The Zebrafish Dorsolateral Habenula Is Required for Updating Learned Behaviors
Fabrizio Palumbo,
Bram Serneels,
Robbrecht Pelgrims,
Emre Yaksi
Affiliations
Fabrizio Palumbo
Kavli Institute for Systems Neuroscience and Centre for Neural Computation, Faculty of Medicine and Health Sciences, Norwegian University of Science and Technology, 7030 Trondheim, Norway
Bram Serneels
Kavli Institute for Systems Neuroscience and Centre for Neural Computation, Faculty of Medicine and Health Sciences, Norwegian University of Science and Technology, 7030 Trondheim, Norway; KU Leuven, 3000 Leuven, Belgium
Robbrecht Pelgrims
Kavli Institute for Systems Neuroscience and Centre for Neural Computation, Faculty of Medicine and Health Sciences, Norwegian University of Science and Technology, 7030 Trondheim, Norway
Emre Yaksi
Kavli Institute for Systems Neuroscience and Centre for Neural Computation, Faculty of Medicine and Health Sciences, Norwegian University of Science and Technology, 7030 Trondheim, Norway; Corresponding author
Summary: Operant learning requires multiple cognitive processes, such as learning, prediction of potential outcomes, and decision-making.
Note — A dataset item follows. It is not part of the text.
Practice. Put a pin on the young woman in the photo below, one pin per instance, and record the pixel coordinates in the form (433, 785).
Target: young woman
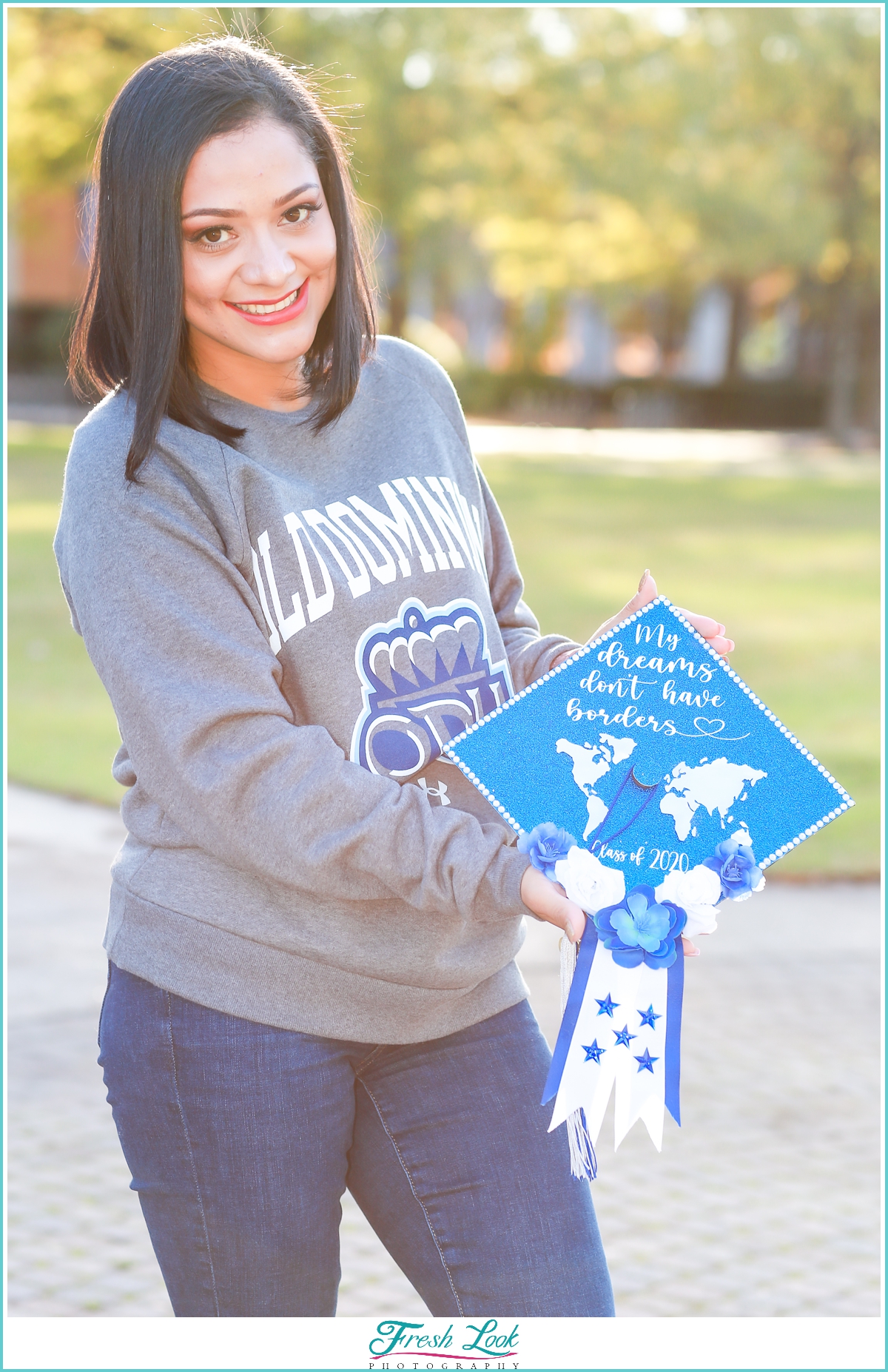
(295, 585)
It is less clear how interactions of these processes lead to the behavioral adaptations that allow animals to cope with a changing environment. We show that juvenile zebrafish can perform conditioned place avoidance learning, with improving performance across development. Ablation of the dorsolateral habenula (dlHb), a brain region involved in associative learning and prediction of outcomes, leads to an unexpected improvement in performance and delayed memory extinction. Interestingly, the control animals exhibit rapid adaptation to a changing learning rule, whereas dlHb-ablated animals fail to adapt. Altogether, our results show that the dlHb plays a central role in switching animals’ strategies while integrating new evidence with prior experience.